In [23]:
import pandas as pd
import torch

train_data_path = '/kaggle/input/movie-ratings/movie-ratings/user_train.csv'
df_train = pd.read_csv(train_data_path)

df_train_features = df_train.drop(columns=['user_id', 'item_id'])

X_train = df_train_features.drop(columns=['interaction']).values
Y_train = df_train_features['interaction'].values


test_data_path = '/kaggle/input/movie-ratings/movie-ratings/user_test.csv'
df_test = pd.read_csv(test_data_path)

df_test_features = df_test.drop(columns=['user_id', 'item_id'])

X_test = df_test_features.drop(columns=['interaction']).values
Y_test = df_test_features['interaction'].values

X_train_tensor = torch.tensor(X_train, dtype=torch.float32)
Y_train_tensor = torch.tensor(Y_train, dtype=torch.float32).view(-1, 1)

X_test_tensor = torch.tensor(X_test, dtype=torch.float32)
Y_test_tensor = torch.tensor(Y_test, dtype=torch.float32).view(-1, 1)

print(f"X_train tensor shape: {X_train_tensor.shape}")
print(f"Y_train tensor shape: {Y_train_tensor.shape}")
print(f"X_test tensor shape: {X_test_tensor.shape}")
print(f"Y_test tensor shape: {Y_test_tensor.shape}")


X_train tensor shape: torch.Size([90570, 40])
Y_train tensor shape: torch.Size([90570, 1])
X_test tensor shape: torch.Size([9430, 40])
Y_test tensor shape: torch.Size([9430, 1])


In [24]:
features = len(X_train[0])
genres = 19

print('Total Features are', features)
print('Movie/Item features are: ',genres)
print('User-specific features are: ',features - genres)

Total Features are 40
Movie/Item features are:  19
User-specific features are:  21


In [25]:
from torch.utils.data import Dataset, DataLoader



class MovieDataset(Dataset):
    def __init__(self, X, Y):
        self.x = X
        self.y = Y

    def __len__(self):
        return len(self.y)

    def __getitem__(self, index):
        return self.x[index], self.y[index]

In [26]:
train_dataset = MovieDataset(X_train, Y_train)

test_dataset = MovieDataset(X_test, Y_test)

In [27]:
train_loader = DataLoader(dataset=train_dataset, batch_size=32, shuffle=True)

test_loader = DataLoader(dataset=test_dataset, batch_size=32, shuffle=False)

In [28]:
import torch

import torch.nn as nn



class DNNClassifier(nn.Module):

    def __init__(self, input_dim, dropout_prob=0.2, device = 'cpu'):

        super(DNNClassifier, self).__init__()

        self.input_dim = input_dim
        # Define the initial LayerNorm
        self.layer_norm_1 = nn.LayerNorm(input_dim, device=device)

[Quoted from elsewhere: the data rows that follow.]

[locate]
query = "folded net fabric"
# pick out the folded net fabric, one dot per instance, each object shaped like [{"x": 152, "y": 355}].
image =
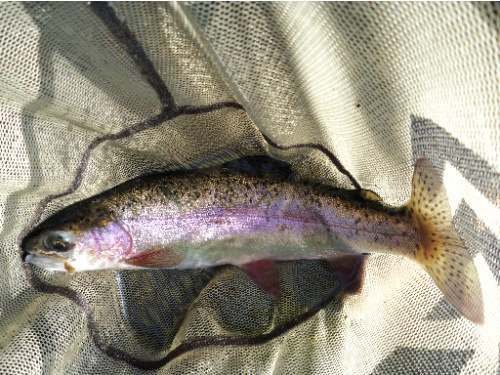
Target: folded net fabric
[{"x": 94, "y": 95}]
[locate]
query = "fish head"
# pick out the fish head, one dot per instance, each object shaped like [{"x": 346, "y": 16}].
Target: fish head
[{"x": 81, "y": 237}]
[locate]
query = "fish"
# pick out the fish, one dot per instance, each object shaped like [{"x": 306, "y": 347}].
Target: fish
[{"x": 252, "y": 213}]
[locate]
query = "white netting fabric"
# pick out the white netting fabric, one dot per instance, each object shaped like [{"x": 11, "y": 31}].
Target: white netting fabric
[{"x": 378, "y": 85}]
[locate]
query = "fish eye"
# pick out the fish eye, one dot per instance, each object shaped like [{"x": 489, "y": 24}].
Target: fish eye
[{"x": 58, "y": 241}]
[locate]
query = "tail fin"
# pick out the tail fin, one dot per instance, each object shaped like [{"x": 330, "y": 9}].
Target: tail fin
[{"x": 440, "y": 251}]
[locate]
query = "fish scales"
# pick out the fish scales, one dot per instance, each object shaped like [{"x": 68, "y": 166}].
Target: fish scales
[{"x": 250, "y": 217}]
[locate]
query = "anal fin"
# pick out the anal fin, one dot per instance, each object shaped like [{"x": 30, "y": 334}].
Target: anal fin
[{"x": 264, "y": 273}]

        # Define layers in a single Sequential block inside ModuleList

        self.layers = nn.ModuleList([

            nn.Sequential(

                nn.Linear(input_dim, input_dim * 2),
                nn.ReLU(),
                nn.Linear(input_dim * 2, input_dim * 2),
                nn.ReLU(),
                nn.Dropout(p=dropout_prob)

            ),

            nn.Sequential(
                nn.Linear(input_dim * 2, input_dim * 2),
                nn.ReLU(),
                nn.Linear(input_dim * 2, input_dim),
                nn.ReLU()

            )

        ])
        # Define the final classifier layer
        self.classifier = nn.Linear(input_dim, 1)
        
    def forward(self, x):
        # Apply LayerNorm first
        x = self.layer_norm_1(x)
        for layer in self.layers:
            x = layer(x)

        x = self.classifier(x)

        return x



# Example usage

model = DNNClassifier(input_dim=16, dropout_prob=0.2)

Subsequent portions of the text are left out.